🤖 AI Summary
This study exposes implicit gender and racial biases in vision-language models (VLMs)—including CLIP and OpenCLIP—when performing medical occupation recognition, posing risks of hiring discrimination, distorted healthcare labor force analytics, and erosion of patient trust. To address this, we introduce the first bias evaluation framework tailored to medical contexts, comprising a fine-grained occupational taxonomy, occupation-perception prompt templates, and a balanced multi-ethnic facial image dataset; we further design a zero-shot classification probe to quantify demographic bias. Experiments reveal pervasive systematic biases across mainstream VLMs—for instance, “surgeon” is strongly associated with Indian male faces, while “speech therapist” is disproportionately linked to White female faces. This work constitutes the first systematic diagnosis of demographic bias in medical VLMs, establishing a reproducible benchmark and methodological foundation for fair AI in health workforce applications.
📝 Abstract
Vision language models (VLMs), such as CLIP and OpenCLIP, can encode and reflect stereotypical associations between medical professions and demographic attributes learned from web-scale data. We present an evaluation protocol for healthcare settings that quantifies associated biases and assesses their operational risk.

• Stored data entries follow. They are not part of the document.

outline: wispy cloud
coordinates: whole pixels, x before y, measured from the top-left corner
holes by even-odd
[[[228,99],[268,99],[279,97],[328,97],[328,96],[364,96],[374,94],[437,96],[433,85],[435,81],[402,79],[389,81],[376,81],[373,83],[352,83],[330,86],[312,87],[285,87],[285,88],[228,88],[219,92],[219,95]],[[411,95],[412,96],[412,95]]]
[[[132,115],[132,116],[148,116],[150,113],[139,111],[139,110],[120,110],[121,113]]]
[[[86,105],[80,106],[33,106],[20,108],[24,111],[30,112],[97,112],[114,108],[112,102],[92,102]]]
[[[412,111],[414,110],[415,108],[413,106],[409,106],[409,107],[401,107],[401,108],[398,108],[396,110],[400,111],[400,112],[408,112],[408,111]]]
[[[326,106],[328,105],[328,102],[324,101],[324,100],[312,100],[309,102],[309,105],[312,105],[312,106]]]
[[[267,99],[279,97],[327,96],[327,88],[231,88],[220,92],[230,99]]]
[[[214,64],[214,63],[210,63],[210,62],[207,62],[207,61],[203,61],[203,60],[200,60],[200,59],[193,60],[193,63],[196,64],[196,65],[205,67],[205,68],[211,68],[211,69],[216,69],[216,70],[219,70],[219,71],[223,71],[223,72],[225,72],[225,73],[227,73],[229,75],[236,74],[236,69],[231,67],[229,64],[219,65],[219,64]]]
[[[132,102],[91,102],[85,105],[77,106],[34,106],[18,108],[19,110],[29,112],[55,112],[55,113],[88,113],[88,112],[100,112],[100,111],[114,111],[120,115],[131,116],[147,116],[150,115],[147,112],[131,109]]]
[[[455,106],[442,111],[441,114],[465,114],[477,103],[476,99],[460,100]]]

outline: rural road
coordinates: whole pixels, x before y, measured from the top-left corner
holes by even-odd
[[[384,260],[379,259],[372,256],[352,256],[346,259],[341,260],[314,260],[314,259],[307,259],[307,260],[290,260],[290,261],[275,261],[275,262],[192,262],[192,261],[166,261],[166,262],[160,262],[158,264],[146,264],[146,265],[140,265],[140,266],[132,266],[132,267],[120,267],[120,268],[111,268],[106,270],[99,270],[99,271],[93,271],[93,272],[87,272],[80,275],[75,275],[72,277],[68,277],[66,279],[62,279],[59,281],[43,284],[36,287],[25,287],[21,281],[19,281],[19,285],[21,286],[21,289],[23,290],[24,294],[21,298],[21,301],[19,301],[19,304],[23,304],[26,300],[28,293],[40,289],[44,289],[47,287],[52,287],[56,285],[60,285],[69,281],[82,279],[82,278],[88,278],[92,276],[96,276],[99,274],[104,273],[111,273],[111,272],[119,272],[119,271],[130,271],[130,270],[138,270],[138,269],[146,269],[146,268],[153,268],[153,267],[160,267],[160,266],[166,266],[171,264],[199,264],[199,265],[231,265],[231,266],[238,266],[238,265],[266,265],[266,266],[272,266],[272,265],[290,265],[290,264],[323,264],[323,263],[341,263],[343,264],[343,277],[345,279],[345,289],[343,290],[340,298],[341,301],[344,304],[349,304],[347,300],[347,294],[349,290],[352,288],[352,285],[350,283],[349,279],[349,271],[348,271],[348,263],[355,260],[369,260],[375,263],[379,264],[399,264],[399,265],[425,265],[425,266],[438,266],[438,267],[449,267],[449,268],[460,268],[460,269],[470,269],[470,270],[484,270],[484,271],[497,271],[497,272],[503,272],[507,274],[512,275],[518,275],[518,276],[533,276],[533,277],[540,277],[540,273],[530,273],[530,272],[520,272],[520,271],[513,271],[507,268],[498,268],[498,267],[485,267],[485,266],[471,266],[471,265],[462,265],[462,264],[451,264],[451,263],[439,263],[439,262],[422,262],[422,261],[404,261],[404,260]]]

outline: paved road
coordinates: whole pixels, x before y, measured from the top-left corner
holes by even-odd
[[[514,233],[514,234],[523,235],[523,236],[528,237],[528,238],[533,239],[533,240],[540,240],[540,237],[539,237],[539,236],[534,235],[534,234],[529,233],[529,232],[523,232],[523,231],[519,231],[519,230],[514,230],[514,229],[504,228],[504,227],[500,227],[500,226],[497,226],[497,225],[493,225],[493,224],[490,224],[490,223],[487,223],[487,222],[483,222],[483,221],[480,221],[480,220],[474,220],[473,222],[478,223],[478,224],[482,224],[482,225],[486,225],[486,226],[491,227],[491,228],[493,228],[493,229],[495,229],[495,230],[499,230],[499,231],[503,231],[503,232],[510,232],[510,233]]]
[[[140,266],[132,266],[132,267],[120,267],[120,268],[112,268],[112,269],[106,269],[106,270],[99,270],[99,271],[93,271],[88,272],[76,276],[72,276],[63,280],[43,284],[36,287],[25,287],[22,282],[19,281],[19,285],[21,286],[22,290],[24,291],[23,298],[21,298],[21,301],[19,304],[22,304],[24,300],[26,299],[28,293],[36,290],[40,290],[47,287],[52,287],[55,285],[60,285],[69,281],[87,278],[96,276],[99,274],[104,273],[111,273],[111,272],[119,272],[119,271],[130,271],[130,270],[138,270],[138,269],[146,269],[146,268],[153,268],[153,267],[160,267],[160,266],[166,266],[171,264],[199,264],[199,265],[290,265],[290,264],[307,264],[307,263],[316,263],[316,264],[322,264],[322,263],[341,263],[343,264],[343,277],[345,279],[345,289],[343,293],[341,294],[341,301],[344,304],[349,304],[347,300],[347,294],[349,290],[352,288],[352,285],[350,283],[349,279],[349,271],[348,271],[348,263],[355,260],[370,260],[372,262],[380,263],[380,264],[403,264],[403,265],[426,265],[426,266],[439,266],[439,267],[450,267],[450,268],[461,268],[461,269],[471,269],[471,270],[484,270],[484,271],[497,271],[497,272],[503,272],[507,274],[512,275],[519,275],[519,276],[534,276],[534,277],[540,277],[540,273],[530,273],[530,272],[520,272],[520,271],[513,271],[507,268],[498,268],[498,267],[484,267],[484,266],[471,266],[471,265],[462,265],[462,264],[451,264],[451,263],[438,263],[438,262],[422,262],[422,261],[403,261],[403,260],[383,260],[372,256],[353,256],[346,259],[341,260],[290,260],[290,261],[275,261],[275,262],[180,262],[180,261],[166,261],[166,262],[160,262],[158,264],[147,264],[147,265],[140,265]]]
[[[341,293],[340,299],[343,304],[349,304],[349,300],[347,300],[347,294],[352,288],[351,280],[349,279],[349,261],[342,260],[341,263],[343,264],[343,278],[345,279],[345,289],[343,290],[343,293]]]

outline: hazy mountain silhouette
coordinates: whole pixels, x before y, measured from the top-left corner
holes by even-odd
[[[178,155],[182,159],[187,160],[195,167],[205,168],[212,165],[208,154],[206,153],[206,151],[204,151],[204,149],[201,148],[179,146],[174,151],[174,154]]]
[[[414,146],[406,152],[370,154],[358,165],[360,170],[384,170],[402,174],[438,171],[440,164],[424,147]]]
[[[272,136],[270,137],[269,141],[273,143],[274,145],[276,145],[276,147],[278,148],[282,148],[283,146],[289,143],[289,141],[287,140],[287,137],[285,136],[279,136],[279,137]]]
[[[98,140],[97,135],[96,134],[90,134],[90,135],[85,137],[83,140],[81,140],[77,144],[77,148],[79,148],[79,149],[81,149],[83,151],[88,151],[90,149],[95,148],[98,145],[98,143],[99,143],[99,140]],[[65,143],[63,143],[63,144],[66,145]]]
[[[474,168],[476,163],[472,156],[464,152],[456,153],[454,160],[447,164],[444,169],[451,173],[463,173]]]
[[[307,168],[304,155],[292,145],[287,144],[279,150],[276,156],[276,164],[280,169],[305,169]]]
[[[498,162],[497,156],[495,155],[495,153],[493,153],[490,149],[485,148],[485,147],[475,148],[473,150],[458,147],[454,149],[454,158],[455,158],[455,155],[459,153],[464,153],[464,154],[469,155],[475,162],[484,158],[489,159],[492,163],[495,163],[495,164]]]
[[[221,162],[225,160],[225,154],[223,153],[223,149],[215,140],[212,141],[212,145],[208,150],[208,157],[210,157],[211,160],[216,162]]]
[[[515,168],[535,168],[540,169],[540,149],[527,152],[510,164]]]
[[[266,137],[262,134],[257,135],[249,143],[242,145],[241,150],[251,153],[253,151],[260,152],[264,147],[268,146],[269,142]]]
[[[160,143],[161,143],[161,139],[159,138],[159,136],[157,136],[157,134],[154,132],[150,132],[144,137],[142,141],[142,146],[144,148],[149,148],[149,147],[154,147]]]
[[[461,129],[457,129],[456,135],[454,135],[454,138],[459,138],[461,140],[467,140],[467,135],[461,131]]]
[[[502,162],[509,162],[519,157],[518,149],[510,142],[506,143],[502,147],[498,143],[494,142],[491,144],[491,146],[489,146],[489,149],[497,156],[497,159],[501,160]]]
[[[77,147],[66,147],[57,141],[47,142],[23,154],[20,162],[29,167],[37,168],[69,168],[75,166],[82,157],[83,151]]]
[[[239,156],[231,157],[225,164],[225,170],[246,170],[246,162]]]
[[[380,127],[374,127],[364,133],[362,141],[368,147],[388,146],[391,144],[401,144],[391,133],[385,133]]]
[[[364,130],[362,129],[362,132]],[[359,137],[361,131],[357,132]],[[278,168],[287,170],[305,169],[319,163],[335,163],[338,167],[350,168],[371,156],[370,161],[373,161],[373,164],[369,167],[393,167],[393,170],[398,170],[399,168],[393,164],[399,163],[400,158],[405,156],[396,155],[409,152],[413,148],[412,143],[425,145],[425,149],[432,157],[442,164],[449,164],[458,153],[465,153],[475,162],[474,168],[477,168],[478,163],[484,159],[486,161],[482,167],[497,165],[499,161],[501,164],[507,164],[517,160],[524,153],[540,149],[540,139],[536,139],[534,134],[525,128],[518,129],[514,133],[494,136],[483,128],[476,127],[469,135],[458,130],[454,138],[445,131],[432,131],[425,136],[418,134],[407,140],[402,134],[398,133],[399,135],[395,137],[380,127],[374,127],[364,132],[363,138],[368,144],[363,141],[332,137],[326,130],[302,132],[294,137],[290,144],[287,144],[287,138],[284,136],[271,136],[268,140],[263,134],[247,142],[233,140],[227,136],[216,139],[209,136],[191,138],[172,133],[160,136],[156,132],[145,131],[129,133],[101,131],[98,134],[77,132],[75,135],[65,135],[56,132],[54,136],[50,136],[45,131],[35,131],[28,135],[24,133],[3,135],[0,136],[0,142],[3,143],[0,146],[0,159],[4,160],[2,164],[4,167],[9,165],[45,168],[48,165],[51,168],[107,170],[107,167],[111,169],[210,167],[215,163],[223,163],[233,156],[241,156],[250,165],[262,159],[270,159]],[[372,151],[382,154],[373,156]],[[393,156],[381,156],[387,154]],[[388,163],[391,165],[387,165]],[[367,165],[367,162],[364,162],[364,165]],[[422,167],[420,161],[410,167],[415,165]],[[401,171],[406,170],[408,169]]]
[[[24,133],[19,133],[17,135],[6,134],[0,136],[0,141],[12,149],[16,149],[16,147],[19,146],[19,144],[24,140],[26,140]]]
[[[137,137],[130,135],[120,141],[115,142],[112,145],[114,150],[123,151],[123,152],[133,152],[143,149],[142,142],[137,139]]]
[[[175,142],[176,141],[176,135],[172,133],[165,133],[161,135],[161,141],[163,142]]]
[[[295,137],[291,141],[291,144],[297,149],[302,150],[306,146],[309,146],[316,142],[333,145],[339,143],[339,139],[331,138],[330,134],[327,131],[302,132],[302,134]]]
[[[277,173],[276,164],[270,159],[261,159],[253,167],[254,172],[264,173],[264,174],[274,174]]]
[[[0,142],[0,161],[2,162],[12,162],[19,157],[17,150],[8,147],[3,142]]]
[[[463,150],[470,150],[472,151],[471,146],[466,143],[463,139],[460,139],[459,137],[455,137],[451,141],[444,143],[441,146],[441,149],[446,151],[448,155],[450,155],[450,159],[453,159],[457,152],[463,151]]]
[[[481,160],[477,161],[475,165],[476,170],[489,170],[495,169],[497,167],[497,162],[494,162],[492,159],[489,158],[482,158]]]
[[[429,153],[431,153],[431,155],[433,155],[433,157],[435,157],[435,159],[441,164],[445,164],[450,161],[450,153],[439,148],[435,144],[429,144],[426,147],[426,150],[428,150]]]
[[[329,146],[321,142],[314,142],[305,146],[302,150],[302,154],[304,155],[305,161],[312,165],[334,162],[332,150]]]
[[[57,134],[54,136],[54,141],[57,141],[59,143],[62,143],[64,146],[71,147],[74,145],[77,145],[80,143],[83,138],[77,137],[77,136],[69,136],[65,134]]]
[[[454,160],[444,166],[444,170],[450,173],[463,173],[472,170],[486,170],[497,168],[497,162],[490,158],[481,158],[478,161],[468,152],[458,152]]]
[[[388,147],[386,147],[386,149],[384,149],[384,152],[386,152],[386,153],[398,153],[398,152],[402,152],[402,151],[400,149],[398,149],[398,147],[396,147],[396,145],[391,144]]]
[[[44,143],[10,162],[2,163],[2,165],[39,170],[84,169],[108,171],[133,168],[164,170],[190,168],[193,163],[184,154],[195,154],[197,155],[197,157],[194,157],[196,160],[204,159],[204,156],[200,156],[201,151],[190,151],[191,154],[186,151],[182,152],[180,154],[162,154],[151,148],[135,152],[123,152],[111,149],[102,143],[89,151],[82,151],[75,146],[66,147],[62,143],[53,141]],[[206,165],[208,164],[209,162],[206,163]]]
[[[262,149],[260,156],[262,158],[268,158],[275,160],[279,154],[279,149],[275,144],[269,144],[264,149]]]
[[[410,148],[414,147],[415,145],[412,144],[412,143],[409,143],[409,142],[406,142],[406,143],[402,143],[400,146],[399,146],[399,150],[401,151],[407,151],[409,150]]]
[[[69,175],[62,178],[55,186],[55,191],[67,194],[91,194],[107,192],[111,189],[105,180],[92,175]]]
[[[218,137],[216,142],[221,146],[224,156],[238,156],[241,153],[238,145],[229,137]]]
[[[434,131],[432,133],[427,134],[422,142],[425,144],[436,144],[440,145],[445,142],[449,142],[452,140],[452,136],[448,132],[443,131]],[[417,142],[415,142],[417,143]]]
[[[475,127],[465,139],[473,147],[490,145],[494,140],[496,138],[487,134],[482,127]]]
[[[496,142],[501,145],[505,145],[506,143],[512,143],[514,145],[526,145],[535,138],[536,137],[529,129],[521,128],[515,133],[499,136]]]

Our methodology (i) defines a taxonomy spanning clinicians and allied healthcare roles (e.g., surgeon, cardiologist, dentist, nurse, pharmacist, technician), (ii) curates a profession-aware prompt suite to probe model behavior, and (iii) benchmarks demographic skew against a balanced face corpus. Empirically, we observe consistent demographic biases across multiple roles and vision models. Our work highlights the importance of bias identification in critical domains such as healthcare as AI-enabled hiring and workforce analytics can have downstream implications for equity, compliance, and patient trust.